We are all familiar with the lessons we sat in maths, English, science, geography and so forth. The linear paths of knowledge set out within these subjects are clearly beneficial for teachers and students in the way they allow for knowledge to be built upon over time, moving from the foundations of basic concepts to the intricate awnings of more complex theories. These pathways are clearly important for learning, but should they be the only structure afforded to learners?

If children and young people are never given the opportunity to refer to learning from other subjects and combine approaches, why would they start doing so as adults? It is true that some students will develop these skills naturally, but should they not be ones that we deliberately foster in our students?

Life is rarely split into segmented sections of knowledge, which are applied independently of skills acquired from other disciplines. In schools, however, there is little cross-over between subjects and children are, therefore, not given the opportunity to amalgamate the understanding they have built in geography and science, maths and design, German and art, or in all of the above (okay, so that would be a crazy project, but you can take my point).

Many of you, I know, will be screaming out that this sounds like a call for the pendulum to swing back to the project-based learning of yesteryear. It is not. Clearly, as I have already stated, subject-specific learning allows for an important framework for teaching. But perhaps the pendulum can swing too far in the other direction, if we entirely miss the value this project approach affords to students.

Many schools have seen this as a problem and have adapted interesting approaches to reinstating cross-discipline thinking into the curriculum.

Google is famous for it's 20% time, in which workers are given a fifth of their working hours to embark upon projects of their choosing. As a teacher at Bradway Primary School, we trialled 20% time with Year Five children, giving them two afternoons a week to work on their own initiatives. Of course, unlike Google, there was a little vetting of the ideas, as we were well aware of the likelihood of some 'less-than-educational' ideas.

One group designed and made a Lego chess set.

I was, however, astounded at the scale of the children's ambition and the marvellous projects they undertook, which included:

  •  A working chess set designed and made out of lego.
  •  A paper mache scale model of the solar system.
  •  A rally car race planned across Africa.

They were asked to present their ideas for sign-off, and had to pitch them to teachers before being allowed to get going.
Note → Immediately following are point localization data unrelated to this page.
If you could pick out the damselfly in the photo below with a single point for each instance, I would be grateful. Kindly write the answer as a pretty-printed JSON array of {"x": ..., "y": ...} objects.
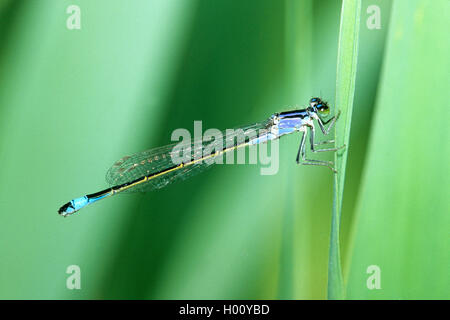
[{"x": 156, "y": 168}]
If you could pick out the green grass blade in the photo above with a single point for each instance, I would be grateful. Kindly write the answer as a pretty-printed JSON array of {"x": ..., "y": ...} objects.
[{"x": 345, "y": 87}]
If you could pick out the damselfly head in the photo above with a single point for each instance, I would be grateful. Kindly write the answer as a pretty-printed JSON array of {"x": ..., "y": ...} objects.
[
  {"x": 319, "y": 106},
  {"x": 314, "y": 102},
  {"x": 323, "y": 109},
  {"x": 67, "y": 209}
]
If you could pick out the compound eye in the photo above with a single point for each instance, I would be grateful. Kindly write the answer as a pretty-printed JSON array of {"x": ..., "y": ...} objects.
[{"x": 314, "y": 101}]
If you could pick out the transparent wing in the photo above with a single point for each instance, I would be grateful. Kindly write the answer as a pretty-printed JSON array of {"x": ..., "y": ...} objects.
[{"x": 155, "y": 160}]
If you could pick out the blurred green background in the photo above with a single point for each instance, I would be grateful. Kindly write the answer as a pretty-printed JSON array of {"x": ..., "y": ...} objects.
[{"x": 74, "y": 101}]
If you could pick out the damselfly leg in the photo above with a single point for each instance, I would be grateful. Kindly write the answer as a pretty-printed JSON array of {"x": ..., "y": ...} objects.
[{"x": 301, "y": 154}]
Resources were sourced by themselves, or requested at least 24 hours before the next lesson, demanding project management and co-operation between team members. By allowing children the freedom to choose their own projects, they were wonderfully excited about the afternoons.

Most importantly, it gave the pupils a chance to pull together their knowledge from all of their learning and combine it to solve problems or develop new concepts of their own.
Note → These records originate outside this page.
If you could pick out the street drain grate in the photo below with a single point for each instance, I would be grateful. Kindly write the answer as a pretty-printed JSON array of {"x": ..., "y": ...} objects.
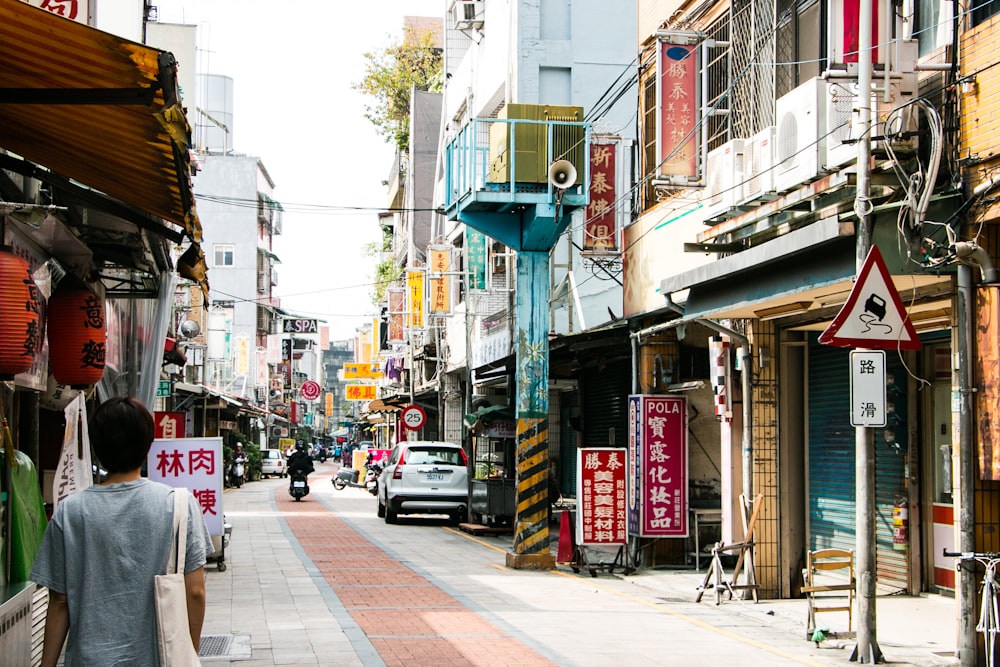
[{"x": 214, "y": 645}]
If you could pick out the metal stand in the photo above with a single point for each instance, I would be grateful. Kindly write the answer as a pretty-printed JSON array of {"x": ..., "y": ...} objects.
[
  {"x": 623, "y": 560},
  {"x": 744, "y": 563}
]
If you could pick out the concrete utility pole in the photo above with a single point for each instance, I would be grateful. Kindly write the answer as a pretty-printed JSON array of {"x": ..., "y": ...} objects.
[{"x": 866, "y": 650}]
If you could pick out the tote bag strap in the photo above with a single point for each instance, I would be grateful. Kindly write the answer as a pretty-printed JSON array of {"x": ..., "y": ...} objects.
[{"x": 178, "y": 534}]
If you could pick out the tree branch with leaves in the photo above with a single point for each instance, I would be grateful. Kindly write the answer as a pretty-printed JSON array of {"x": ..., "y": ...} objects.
[{"x": 392, "y": 74}]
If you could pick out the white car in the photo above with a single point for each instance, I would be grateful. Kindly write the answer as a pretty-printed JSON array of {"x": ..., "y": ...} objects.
[
  {"x": 424, "y": 477},
  {"x": 273, "y": 462}
]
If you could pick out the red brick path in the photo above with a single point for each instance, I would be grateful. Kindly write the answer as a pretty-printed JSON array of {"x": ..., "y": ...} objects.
[{"x": 409, "y": 621}]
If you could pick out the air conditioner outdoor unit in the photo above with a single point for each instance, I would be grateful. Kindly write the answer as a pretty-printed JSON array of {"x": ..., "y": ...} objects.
[
  {"x": 800, "y": 115},
  {"x": 468, "y": 14},
  {"x": 758, "y": 166},
  {"x": 723, "y": 169}
]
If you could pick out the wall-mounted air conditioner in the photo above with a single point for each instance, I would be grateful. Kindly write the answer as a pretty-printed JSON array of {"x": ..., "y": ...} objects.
[
  {"x": 723, "y": 169},
  {"x": 799, "y": 117},
  {"x": 758, "y": 166},
  {"x": 468, "y": 14}
]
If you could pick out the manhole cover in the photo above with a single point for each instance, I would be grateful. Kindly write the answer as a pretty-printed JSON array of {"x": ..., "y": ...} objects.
[{"x": 214, "y": 645}]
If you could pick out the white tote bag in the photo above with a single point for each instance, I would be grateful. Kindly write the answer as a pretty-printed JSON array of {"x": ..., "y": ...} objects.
[{"x": 173, "y": 632}]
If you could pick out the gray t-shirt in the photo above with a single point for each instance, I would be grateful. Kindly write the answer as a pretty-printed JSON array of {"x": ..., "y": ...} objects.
[{"x": 102, "y": 549}]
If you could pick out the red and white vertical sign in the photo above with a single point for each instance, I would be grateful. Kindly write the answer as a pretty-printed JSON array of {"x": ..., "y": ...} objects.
[
  {"x": 397, "y": 308},
  {"x": 600, "y": 491},
  {"x": 658, "y": 466},
  {"x": 600, "y": 230},
  {"x": 194, "y": 464},
  {"x": 677, "y": 135},
  {"x": 76, "y": 10},
  {"x": 722, "y": 384}
]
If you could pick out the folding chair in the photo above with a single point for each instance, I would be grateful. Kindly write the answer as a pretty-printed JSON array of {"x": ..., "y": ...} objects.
[{"x": 829, "y": 593}]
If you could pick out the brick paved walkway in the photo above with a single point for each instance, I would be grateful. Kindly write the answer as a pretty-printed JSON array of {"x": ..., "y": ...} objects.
[{"x": 407, "y": 619}]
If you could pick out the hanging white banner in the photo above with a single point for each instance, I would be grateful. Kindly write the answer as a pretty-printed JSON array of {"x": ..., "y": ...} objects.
[{"x": 74, "y": 471}]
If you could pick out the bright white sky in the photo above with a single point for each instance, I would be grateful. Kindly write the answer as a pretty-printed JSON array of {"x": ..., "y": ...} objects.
[{"x": 292, "y": 65}]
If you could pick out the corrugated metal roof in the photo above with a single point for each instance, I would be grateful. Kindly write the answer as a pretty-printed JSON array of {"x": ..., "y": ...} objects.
[{"x": 97, "y": 113}]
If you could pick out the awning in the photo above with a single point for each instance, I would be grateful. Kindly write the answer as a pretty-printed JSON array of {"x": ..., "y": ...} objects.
[
  {"x": 97, "y": 108},
  {"x": 100, "y": 112}
]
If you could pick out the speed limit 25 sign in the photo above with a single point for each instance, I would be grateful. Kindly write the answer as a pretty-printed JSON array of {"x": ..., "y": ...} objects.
[{"x": 413, "y": 417}]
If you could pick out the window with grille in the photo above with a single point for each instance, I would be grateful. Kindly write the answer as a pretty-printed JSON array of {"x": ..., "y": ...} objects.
[
  {"x": 799, "y": 43},
  {"x": 224, "y": 254}
]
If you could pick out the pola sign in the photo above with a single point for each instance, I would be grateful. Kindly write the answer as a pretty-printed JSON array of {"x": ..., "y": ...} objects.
[{"x": 299, "y": 326}]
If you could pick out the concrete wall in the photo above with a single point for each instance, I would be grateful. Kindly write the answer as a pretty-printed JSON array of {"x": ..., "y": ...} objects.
[{"x": 233, "y": 221}]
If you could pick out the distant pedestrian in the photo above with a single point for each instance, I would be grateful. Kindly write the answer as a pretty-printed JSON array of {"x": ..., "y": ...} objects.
[{"x": 105, "y": 545}]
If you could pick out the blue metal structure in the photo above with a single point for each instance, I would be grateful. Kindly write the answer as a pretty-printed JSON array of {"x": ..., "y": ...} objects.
[{"x": 528, "y": 217}]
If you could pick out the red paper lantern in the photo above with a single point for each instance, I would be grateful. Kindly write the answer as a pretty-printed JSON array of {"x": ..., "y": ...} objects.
[
  {"x": 77, "y": 336},
  {"x": 20, "y": 315}
]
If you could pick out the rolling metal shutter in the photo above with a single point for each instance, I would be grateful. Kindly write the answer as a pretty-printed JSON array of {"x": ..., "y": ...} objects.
[
  {"x": 832, "y": 460},
  {"x": 604, "y": 397}
]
Some of the projects were dismal. I won't rose tint the picture, as this certainly wasn't an escape from planning or marking - these afternoons were some of my most tiring as a teacher! But those who struggled, were the children who had not developed the skills of independent thinking which our modern world demands of them. And it was not always the children who did well in individual subjects who flourished - after all, those children had learnt best in a more structured setting.

I am not suggesting that every teacher now starts to give children 20% time, or that we rush to find similar initiatives to launch in every school. Perhaps, however, we should all be contemplating the opportunities we afford children to be freer in their thinking?

If we continue to focus solely on the subjects we are individually responsible for, or seek to neatly box ideas as being subject-specific, we miss out on the beauty of the solutions more creative, interdisciplinary thought can achieve. And then who will design our artery-like driverless cars of tomorrow?